Autor: Bhupendra Rawal, Rabih G. Tawk, Sanjeet S. Grewal, Ramon Navarro, Jennifer L. Ferguson, Michael G. Heckman, William D. Freeman, Lauren Ng, David A. Miller, Benjamin L. Brown, Drucilla Y Edmonston, James F. Meschia
Rok vydání: 2016
Předmět:
Zdroj: Neurosurgery. 78:487-491
ISSN: 0148-396X
DOI: 10.1227/neu.0000000000001140
Popis: BACKGROUND The value of neuron-specific enolase (NSE) in predicting clinical outcomes has been investigated in a variety of neurological disorders. OBJECTIVE To investigate the associations of serum NSE with severity of bleeding and functional outcomes in patients with subarachnoid hemorrhage (SAH).

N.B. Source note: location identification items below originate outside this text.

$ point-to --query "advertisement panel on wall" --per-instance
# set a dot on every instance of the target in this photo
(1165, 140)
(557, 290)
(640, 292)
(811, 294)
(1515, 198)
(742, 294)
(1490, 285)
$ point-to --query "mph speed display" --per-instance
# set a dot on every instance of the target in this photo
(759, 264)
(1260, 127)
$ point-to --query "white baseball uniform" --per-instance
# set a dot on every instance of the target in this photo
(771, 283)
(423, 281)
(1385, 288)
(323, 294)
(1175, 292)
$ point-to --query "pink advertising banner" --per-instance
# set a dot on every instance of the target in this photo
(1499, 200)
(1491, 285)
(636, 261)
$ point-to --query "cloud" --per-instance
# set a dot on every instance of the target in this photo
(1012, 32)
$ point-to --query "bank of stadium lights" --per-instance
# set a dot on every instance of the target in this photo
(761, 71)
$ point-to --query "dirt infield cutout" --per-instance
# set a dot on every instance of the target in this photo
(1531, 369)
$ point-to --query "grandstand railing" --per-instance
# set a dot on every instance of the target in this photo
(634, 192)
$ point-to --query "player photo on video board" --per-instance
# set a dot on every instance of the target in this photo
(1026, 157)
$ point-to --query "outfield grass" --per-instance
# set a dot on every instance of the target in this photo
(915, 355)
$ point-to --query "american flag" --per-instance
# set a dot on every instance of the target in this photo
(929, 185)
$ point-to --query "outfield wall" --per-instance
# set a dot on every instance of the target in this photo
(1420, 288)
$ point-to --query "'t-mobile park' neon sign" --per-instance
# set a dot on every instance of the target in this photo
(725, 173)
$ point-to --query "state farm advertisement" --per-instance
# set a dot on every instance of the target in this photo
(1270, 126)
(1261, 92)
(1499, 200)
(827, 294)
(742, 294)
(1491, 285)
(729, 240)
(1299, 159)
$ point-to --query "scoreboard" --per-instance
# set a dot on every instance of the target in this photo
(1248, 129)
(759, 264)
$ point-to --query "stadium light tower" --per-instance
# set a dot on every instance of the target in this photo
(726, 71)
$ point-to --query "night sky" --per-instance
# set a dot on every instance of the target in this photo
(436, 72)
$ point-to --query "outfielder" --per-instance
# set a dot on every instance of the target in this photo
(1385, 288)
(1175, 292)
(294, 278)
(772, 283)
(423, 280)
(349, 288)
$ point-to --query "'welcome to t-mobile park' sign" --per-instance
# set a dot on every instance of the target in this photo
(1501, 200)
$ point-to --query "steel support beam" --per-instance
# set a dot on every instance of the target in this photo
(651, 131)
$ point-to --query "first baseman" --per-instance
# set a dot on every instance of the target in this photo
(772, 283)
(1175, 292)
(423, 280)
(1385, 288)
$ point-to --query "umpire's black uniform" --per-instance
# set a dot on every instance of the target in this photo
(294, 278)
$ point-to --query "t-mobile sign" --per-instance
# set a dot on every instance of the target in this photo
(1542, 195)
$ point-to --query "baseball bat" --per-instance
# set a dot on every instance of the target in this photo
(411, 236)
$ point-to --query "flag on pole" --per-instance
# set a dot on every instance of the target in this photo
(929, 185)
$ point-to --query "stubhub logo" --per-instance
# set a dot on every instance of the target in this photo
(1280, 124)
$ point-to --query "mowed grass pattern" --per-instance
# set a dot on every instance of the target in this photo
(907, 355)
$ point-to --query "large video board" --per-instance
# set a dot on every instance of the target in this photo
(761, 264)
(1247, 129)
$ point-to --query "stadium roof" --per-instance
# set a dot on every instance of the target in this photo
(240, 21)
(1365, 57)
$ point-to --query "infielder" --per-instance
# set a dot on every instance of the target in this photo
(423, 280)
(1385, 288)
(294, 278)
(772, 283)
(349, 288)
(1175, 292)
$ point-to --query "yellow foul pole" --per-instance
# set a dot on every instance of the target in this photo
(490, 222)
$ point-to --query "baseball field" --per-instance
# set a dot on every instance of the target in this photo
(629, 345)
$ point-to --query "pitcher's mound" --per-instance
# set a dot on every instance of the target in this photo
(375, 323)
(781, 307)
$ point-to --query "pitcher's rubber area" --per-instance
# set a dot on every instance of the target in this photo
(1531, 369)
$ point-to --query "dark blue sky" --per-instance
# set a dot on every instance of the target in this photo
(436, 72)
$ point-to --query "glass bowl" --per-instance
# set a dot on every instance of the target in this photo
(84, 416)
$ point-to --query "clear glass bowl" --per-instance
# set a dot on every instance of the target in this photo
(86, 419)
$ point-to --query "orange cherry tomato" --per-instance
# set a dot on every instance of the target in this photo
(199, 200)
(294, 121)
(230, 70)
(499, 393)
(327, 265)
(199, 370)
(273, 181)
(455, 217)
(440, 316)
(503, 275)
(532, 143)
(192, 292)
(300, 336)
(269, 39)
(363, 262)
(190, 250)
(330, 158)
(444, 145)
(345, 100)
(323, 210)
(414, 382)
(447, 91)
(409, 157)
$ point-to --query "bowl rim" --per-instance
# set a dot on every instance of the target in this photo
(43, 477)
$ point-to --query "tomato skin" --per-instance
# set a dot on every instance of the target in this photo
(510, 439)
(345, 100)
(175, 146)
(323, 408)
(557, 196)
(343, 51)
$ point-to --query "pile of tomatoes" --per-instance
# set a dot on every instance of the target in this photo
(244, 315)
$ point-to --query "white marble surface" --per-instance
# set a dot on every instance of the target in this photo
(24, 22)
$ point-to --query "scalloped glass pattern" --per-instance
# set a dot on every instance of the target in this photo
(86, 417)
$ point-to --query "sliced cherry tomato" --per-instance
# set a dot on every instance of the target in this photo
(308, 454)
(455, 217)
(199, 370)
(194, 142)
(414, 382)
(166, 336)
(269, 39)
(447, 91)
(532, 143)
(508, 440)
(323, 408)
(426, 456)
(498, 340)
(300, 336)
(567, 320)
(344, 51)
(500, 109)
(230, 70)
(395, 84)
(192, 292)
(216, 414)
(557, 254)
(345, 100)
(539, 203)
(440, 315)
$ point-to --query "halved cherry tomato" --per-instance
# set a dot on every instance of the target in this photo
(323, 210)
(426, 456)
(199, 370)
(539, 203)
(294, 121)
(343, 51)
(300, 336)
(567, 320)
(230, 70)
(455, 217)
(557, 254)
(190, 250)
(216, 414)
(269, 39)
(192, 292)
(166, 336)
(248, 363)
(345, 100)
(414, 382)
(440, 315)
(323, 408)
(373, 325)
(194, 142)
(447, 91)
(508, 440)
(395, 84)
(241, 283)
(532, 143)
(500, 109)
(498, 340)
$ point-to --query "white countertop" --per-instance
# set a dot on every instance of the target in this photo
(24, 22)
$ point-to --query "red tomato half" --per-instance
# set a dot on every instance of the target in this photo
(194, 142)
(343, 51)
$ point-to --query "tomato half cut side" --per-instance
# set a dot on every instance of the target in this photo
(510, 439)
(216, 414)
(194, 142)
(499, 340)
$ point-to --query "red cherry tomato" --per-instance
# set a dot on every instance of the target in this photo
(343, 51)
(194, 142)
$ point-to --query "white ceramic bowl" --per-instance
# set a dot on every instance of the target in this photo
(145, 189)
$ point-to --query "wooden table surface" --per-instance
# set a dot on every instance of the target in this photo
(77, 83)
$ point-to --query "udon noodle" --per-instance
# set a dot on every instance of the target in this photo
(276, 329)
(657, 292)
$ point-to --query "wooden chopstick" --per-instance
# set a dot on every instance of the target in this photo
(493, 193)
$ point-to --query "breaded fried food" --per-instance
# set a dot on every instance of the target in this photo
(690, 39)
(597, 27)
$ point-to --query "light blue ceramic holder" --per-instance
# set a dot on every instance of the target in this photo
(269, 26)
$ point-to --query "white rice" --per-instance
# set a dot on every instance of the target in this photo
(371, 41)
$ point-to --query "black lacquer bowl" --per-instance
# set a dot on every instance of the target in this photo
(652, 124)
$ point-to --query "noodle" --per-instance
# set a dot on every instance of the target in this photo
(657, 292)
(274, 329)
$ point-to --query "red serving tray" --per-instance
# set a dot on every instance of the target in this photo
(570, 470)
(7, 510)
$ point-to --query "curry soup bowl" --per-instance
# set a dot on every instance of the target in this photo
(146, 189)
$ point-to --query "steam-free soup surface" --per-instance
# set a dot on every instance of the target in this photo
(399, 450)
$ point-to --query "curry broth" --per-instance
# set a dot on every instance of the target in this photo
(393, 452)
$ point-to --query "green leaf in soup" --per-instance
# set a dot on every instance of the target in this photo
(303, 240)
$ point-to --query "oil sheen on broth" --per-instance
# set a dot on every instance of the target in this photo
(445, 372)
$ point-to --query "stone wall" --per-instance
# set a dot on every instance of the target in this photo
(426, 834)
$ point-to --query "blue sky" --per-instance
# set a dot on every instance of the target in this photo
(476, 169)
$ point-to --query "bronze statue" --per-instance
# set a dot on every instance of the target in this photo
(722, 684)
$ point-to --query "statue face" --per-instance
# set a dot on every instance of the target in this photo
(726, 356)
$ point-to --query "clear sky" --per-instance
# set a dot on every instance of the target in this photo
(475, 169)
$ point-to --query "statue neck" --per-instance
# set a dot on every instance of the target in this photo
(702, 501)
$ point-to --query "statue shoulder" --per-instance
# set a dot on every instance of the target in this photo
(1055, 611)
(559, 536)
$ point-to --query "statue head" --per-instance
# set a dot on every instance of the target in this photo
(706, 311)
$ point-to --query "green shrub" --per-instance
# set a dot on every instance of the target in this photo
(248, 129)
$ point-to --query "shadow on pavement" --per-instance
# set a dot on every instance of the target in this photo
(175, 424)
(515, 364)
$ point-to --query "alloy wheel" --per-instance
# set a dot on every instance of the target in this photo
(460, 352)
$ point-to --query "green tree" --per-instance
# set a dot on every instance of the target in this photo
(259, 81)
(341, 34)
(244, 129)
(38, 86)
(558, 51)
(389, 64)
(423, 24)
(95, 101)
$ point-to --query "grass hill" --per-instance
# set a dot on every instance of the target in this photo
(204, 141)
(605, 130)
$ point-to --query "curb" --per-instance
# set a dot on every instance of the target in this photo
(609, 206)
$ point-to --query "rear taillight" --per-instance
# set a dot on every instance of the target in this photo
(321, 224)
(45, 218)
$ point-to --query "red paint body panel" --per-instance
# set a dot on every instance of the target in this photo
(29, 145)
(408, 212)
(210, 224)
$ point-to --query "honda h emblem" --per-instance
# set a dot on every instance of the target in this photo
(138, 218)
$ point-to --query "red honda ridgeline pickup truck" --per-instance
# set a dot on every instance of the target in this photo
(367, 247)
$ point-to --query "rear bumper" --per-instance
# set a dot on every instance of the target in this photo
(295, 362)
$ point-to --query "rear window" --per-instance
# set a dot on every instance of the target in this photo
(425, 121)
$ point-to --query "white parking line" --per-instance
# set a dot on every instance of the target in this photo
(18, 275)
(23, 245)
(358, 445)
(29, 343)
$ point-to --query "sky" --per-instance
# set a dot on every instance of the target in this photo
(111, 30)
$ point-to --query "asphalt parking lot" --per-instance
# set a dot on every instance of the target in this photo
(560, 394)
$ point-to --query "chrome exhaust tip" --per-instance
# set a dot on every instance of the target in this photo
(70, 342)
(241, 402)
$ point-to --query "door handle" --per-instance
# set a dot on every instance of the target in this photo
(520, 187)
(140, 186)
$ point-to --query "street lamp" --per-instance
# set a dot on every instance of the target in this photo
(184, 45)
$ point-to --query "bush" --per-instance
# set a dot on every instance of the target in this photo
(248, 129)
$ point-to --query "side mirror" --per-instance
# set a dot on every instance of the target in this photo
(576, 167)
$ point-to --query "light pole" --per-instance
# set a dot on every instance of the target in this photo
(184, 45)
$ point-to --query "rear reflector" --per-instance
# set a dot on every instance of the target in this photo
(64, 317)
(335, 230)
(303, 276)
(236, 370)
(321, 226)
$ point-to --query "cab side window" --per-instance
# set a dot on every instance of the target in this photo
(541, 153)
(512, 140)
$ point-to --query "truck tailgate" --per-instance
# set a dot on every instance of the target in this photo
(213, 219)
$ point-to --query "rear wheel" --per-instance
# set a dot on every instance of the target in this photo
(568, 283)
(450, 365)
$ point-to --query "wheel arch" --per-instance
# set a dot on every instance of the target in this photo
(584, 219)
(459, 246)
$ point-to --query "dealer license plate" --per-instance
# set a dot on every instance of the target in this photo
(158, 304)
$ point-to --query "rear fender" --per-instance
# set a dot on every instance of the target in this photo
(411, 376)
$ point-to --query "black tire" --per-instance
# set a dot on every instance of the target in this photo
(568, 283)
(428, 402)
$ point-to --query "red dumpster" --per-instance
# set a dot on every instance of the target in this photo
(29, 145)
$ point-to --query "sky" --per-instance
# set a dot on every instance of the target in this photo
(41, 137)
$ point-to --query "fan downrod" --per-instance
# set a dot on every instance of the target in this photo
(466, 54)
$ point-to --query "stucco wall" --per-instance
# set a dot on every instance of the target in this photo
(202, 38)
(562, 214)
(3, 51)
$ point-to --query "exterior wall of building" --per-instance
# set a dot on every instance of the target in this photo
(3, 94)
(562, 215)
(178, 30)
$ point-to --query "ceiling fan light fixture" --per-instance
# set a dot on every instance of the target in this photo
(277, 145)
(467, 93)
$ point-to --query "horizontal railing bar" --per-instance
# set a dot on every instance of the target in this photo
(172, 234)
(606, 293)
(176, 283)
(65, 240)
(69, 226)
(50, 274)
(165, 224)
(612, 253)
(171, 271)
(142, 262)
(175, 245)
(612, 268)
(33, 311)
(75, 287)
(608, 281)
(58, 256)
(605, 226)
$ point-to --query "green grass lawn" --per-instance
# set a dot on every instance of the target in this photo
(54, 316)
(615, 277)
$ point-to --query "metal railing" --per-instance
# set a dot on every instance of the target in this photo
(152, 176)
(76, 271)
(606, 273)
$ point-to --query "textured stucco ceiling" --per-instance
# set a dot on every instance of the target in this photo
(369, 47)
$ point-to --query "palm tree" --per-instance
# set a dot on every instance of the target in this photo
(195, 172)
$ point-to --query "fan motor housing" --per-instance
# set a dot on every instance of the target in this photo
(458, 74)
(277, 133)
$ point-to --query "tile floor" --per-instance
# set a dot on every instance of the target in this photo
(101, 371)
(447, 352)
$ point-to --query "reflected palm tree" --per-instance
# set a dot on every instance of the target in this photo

METHODS We retrospectively reviewed the records of patients with SAH from June 2008 to June 2012. The severity of SAH bleeding at admission was measured radiographically with the Fisher scale and clinically with the Glasgow Coma Scale, Hunt and Hess grade, and World Federation of Neurologic Surgeons scale. Outcomes were assessed with the modified Rankin Scale at discharge. RESULTS We identified 309 patients with nontraumatic SAH, and 71 had NSE testing. Median age was 54 years (range, 23-87 years), and 44% were male. In multivariable analysis, increased NSE was associated with a poorer Hunt and Hess grade (P = .003), World Federation of Neurologic Surgeons scale score (P < .001), and Glasgow Coma Scale score (P = .003) and worse outcomes (modified Rankin Scale at discharge; P = .001). There was no significant association between NSE level and Fisher grade (P = .81) in multivariable analysis. CONCLUSION We found a significant association between higher NSE levels and poorer clinical presentations and worse outcomes. Although it is still early for any relevant clinical conclusions, our results suggest that NSE holds promise as a tool for screening patients at increased risk of poor outcomes after SAH.